結局メールで聞いてみることにした。じゃんけんで負けた俺が。くそ。
有馬くんを家まで送るついでに、「そういえば当也の連絡先知らないやー!」「あっじゃあ教えてあげなよ弁当!この先きっとただよしくんとめっちゃ重要な連絡取るよ!」と不自然極まりない寸劇を繰り広げて、メールアドレスを手に入れた。面白いよね、俺ってば当也の連絡先知らなかったんだよ。今までどうやって連絡取ってたんだろうって考えたけど、多分朔太郎か航介伝いに取ってたんだよ、直連絡したこと無し。いっそ悲しくなってきた。
教えてくれてありがとう(はーと)みたいな当たり障りない内容を送れば、丁寧な返事が返ってきた。文章って人柄出るよね。瀧川とか適当に生きてるから打ち間違いめちゃくちゃ多いもんね。朔太郎なんか顔文字だけで返してくることあるし。

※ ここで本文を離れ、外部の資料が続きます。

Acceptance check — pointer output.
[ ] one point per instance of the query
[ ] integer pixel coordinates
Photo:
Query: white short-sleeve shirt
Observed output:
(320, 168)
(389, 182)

とりあえずどうこう足掻いても無駄な時間を費やすだけなので、「突然だけど当也ってどうしても苦手っていうか、嫌なことってある?お化け以外で」と送ってみた。返事が到着するまでにはしばらく時間がかかって、そわそわしすぎて俺は携帯がポケットから出せなくなった。
「……あり……」
返信には、なんでそんなこと聞くの、と不思議がる内容と、ありの行列が気持ち悪くて苦手、と書いてあった。最近聞いたことある、いっぱいあるものが苦手なことを集合体恐怖症というらしい。ひまわりの真ん中とか。そういう感じだろうか。試しにそう聞いてみれば、割とすぐ返事がきて、いや別にそういうわけじゃ、と書いてあった。ありの行列だけが駄目らしい。
「……わっかんねー……」
一応とりあえず、有馬くんに教えておこっと。